All instructor-led training has value, even if it merely reinforces what you already know or gives you a new perspective. Typically, a successful training experience teaches you about a product, technology, or process--but sometimes leaves gaps for you to fill in on your own later. To ensure a successful experience, determine your training goals before the training begins. Some examples of effective training goals include:

- gaining enough knowledge to pass an exam

- learning enough about a product or technology to implement it effectively

- learning about specific problems that you're experiencing

When you establish goals before the training begins, you can make the most of the time you spend in the classroom. In the classroom, take the following steps to further ensure a good experience:

- Get the instructor's full name and contact information in case you have any questions about the material later. Email is probably the least intrusive way to pose any questions.

- Take good notes and keep any handouts the instructor distributes. With note taking, learn what works best for you. For some people, taking notes about something that the handouts address in detail is redundant; for others, the repetition is reinforcing.

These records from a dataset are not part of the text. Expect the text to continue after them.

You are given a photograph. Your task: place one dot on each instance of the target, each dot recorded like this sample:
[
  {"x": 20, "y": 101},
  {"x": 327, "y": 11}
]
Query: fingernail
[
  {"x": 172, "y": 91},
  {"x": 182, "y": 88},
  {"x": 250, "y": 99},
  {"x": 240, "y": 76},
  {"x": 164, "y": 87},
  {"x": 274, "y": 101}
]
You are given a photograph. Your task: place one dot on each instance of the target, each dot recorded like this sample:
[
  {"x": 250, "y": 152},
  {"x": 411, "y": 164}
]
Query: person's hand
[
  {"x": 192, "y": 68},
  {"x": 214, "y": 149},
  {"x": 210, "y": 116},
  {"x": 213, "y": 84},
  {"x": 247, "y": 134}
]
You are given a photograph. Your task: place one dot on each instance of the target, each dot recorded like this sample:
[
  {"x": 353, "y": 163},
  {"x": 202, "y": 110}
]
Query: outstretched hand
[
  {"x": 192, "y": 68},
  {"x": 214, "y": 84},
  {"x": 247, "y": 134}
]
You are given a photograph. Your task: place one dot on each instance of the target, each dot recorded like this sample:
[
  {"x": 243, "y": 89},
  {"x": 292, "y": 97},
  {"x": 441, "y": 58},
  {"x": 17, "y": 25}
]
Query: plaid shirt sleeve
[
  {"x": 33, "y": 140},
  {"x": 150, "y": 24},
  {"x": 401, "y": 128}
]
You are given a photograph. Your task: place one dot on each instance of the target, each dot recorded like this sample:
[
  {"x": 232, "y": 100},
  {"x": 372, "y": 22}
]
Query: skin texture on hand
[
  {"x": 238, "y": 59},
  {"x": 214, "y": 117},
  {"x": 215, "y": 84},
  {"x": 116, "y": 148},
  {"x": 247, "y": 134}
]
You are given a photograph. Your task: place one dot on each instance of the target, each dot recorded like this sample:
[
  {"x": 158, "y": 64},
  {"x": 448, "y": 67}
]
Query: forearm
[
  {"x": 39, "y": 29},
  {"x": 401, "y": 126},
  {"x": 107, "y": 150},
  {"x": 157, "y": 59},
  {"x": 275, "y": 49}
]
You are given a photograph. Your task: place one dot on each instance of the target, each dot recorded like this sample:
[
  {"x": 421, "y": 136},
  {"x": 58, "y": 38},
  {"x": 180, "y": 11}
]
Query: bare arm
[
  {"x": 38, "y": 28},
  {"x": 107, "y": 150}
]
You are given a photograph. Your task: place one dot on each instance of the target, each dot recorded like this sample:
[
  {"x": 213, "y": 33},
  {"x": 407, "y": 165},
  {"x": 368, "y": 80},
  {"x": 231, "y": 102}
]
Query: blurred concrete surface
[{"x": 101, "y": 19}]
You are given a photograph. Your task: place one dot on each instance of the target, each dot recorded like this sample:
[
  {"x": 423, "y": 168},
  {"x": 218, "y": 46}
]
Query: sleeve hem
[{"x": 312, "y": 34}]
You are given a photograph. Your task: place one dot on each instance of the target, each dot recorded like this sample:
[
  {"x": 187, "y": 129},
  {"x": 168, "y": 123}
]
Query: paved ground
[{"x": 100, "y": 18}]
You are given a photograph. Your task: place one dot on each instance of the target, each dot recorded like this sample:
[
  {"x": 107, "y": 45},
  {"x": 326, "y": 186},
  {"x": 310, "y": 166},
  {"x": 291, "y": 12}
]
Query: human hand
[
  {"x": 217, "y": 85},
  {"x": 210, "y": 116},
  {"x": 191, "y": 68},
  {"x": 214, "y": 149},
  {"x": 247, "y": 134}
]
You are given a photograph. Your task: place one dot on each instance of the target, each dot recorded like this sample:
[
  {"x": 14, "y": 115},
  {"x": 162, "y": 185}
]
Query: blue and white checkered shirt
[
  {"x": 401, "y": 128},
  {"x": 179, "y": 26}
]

- Keep the presentation itself. Many instructors give out a hard copy of any slides. If possible, get an electronic copy of the presentation as well so that you can search it for key phrases or concepts later. You can also keep an electronic copy on your laptop or PC and access it more quickly and without having to carry a load of books around. (Note that some training organizations refuse to give out electronic copies of presentations because of the ease with which they can be copied and distributed inappropriately; if an instructor does give you an electronic copy of any classroom materials, please keep it for your personal use.)

After the training session, be sure to take what you learned with you. Try to think of ways that the information will benefit you, your company, or your clients. Don't waste any opportunities that your new knowledge might create.